Her breath caught on a sob, humiliating her.
"Shh," he whispered, rocking her tenderly in his arms. "It's okay, honey, it's okay. Remember what you taught me? That I had to forgive myself? You gotta do that, too. Please, Lizzie. Nobody wants to lose you."
Me-watching-me observed that she was clinging to him now. Crying. She'd been wondering when she'd finally break apart, break open, and weep until her eyes dried up and her soul withered and blew away, and there'd be nothing left of her --
Mike leaned back into the sofa cushions, taking her with him, holding her, rocking her, smoothing her hair. "You can be so wise," he said softly. "I don't think anybody else coulda done for me what you did after Max died, and when Phil got shot. You and your triple-digit IQ," he teased softly, and she felt a sudden laugh mix itself into the sobs. "Apply a little wisdom to yourself, huh? And some compassion. You can do it, Lizzie. I'm here, and so's Claire, and everybody who cares about you."
Part of her knew what he was doing -- talking her through the hurricane, the words unimportant, their content secondary to the low, steady solace of his voice. She discovered as exhaustion spread through her and the crying finally eased that she didn't much care that she knew exactly what he was doing, as long as he kept on doing it.
He'd adopted a gently chiding tone now. "You're worth too much to too many people, honey, and that asshole isn't worth a single tear from those gorgeous blue eyes. How come you tried to do this to somebody I need, huh? Who else is gonna smack me down with a few well-chosen words when I deserve it? You know what a fuck-up I am. C'mon, Lizzie, what would I do without you?"
At last she could breathe again without the air catching in her throat. Sagging against his solid strength, she allowed herself simply to be for a time. Then, lifting her head from his tear-sodden jacket, she blinked up at him.
"For a psychologist," she managed, "you're a pretty good detective."
He smiled at the deliberate reversal, then pressed his lips to her forehead.

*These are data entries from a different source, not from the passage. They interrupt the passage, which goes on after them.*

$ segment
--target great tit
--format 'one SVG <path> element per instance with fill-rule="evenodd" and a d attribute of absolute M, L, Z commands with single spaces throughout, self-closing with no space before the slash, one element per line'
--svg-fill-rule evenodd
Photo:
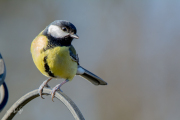
<path fill-rule="evenodd" d="M 48 82 L 53 78 L 65 79 L 56 85 L 51 92 L 53 101 L 55 92 L 60 87 L 71 81 L 75 75 L 80 75 L 94 85 L 107 85 L 107 83 L 89 72 L 79 64 L 78 54 L 71 45 L 73 39 L 78 39 L 76 27 L 66 20 L 55 20 L 49 24 L 31 44 L 33 61 L 39 71 L 49 79 L 45 80 L 39 87 L 39 95 Z"/>

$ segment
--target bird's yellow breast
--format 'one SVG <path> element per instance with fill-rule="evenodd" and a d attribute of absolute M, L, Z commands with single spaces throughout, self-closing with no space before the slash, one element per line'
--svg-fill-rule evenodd
<path fill-rule="evenodd" d="M 46 36 L 35 38 L 31 44 L 33 61 L 39 71 L 47 77 L 72 80 L 77 72 L 77 63 L 72 61 L 69 47 L 56 46 L 44 51 L 47 44 Z"/>

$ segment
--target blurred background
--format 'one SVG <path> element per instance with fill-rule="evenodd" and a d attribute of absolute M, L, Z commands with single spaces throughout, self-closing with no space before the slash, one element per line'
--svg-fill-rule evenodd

She turned her cheek to a dry place on the prickly tweed, then burrowed her face into the soft cotton of his shirt. "I'm sorry, Mike. It should never have gotten this far. I don't know why --"
"Stop psychologicalizing yourself." Muscular arms squeezed a little, cautious of her fragility and his own strength. "Just get help, okay? Please?"
She nodded, and felt the breath sigh out of him.
After a long, silent while, he said, "Liz?"
"Mmm?" Drowsy; warm; forever since she'd been warm enough -- part of her illness, she recognized that now, along with the sleeplessness and the irritability and the cessation of her menses, which alone should've told her something was terribly, terribly wrong. But she was beginning to understand why she'd been so goddamned blind to it all.
How amazing that Mike Logan had been the one to open her eyes.
"Mmm." This was better than warm. This was safe.
"You'll laugh," he warned.
"I could use a laugh about now."
"Well...I don't think I shoulda had that brandy."
She raised her head again, frowning her puzzlement.
He was grinning from ear to ear. "Liz, honey, I really have to pee!"
She howled with laughter. Her ribs hurt, her cheeks ached, tears streamed from her eyes.
"It's not that funny!" he protested, and got up and strode with alacrity toward the hall.
She'd been wrong about what would happen when she finally cried. She hadn't withered up; tears were still there, streaming from her eyes as he called out with real anguish in his voice, "Where the hell is it?"
"Th-third door -- on the -- the r-right!" she yelled, collapsing onto the couch and holding her aching sides as laughter -- not hysteria, just honest, irresistible giggles -- overcame her again.
He hadn't yet returned before something else overcame her, and she slumped gratefully into the sofa, and fell soundly, dreamlessly asleep for the first time in much too long.